In my opinion since the mid-1960s and starting with our Independence we retreated from the world of an economy based on simple but clear development plans and we entered the heady world of personality leaders and the cult of the maximum leader; of state control and state vision; and our decline in all areas followed that. A decline in integrity of values and in depth of vision, a pattern coinciding with our Independence and a similar pattern evidenced throughout the new Commonwealth.

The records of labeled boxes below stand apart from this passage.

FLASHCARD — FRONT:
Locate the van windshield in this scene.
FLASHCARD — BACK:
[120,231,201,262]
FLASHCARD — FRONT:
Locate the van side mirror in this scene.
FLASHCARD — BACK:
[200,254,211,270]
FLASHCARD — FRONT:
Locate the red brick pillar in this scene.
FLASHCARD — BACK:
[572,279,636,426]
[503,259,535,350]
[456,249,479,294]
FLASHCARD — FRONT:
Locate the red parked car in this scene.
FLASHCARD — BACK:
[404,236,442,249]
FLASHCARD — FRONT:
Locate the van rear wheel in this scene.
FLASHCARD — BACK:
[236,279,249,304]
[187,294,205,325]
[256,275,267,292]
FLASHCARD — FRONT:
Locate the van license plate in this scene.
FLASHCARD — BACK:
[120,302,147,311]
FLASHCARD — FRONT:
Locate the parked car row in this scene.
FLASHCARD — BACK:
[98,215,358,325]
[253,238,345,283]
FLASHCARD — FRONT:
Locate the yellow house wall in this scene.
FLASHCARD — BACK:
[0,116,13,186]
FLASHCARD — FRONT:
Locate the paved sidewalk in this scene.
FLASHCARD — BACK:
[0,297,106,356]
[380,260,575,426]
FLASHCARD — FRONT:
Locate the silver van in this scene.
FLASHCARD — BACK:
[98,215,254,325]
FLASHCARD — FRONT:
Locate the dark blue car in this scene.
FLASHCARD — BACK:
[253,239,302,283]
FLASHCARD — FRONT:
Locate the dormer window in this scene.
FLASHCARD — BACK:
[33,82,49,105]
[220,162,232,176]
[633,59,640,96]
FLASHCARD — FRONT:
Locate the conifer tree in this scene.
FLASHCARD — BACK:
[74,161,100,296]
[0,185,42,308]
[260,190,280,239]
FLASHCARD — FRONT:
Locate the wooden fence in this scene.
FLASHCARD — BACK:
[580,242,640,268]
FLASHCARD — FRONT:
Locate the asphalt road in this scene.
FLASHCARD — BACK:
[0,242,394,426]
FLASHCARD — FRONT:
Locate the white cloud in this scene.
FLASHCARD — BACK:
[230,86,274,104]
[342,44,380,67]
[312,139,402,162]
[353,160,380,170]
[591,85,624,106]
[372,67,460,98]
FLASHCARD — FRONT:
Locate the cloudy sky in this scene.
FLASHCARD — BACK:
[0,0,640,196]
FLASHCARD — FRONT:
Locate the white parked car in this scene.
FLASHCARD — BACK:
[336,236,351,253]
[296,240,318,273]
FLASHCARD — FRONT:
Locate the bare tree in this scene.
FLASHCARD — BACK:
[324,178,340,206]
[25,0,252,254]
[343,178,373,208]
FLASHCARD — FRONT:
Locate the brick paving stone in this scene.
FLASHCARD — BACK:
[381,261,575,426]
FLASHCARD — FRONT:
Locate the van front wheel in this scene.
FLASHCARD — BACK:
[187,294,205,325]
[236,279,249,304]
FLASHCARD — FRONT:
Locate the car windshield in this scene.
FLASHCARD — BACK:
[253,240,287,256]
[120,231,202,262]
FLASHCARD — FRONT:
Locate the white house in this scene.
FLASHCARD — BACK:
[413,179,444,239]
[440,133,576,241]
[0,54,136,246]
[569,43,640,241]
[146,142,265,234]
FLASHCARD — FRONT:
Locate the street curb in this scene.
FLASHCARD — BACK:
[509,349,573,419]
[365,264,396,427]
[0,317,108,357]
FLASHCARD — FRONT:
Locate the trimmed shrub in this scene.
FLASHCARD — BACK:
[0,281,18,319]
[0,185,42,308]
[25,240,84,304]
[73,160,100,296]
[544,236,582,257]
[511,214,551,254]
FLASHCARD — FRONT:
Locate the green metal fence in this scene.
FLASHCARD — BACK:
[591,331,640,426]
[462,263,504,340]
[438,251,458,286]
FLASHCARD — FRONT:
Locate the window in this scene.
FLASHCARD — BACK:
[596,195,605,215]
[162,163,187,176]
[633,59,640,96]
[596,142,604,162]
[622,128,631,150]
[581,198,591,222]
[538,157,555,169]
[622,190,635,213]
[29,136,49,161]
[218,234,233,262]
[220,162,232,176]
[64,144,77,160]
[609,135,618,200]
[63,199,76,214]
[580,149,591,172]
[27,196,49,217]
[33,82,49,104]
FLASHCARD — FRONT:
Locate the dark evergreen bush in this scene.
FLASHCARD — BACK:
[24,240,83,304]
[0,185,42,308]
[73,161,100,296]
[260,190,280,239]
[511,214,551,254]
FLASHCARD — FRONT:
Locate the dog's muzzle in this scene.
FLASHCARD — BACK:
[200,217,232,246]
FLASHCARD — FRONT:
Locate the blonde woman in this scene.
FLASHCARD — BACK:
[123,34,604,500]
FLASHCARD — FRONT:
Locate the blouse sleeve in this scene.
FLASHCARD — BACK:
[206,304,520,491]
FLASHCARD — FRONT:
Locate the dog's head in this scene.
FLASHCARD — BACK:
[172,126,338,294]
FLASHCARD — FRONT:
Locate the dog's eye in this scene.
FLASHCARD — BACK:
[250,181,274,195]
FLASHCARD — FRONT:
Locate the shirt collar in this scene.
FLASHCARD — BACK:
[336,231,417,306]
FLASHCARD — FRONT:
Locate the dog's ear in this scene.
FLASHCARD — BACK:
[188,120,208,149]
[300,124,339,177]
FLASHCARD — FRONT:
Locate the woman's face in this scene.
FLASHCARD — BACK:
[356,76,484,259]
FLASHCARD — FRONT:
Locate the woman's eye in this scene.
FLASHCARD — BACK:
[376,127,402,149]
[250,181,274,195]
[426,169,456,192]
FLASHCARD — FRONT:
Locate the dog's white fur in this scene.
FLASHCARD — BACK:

So as of today, let us not try to lay blame on segments or sectors of country; they are children of a society that went along with it; inclusive of self. We saw no evil, heard no evil and spoke no evil and yet under this facade of superficial development the decay was eating out the soul of a country; so that as C.L.R. James points out in his classic Beyond a Boundary when even our cricket begins to be infected by this lack of integrity of values you can see that we are scraping the barrel of decay.
However, let us not continue to mourn, the causes and time-frame are now known to all of us; what is needed now, as Mr. Morrison points out, are new development ideas, new development sectors and new development goals. These can only come from all sectors of our society; that is from all people both here and worldwide; but the curse of I-manism that buried the new Commonwealth must be buried along with it.
Time has stood still for us and for most of the new Common-wealth and we face the exact problem of then which is to create a new vision, new development and a new people; the question is... are we going to repeat the history of the past.
We have danced throughout the past 30 years on borrowed clothes and, like Cinderella, time has caught up with us because we forgot the hands of time and the hand of God. Our prince charming is now our spiritual foundation; our love; our people and our skills and resources; waiting to fit it unto a new Jamaica.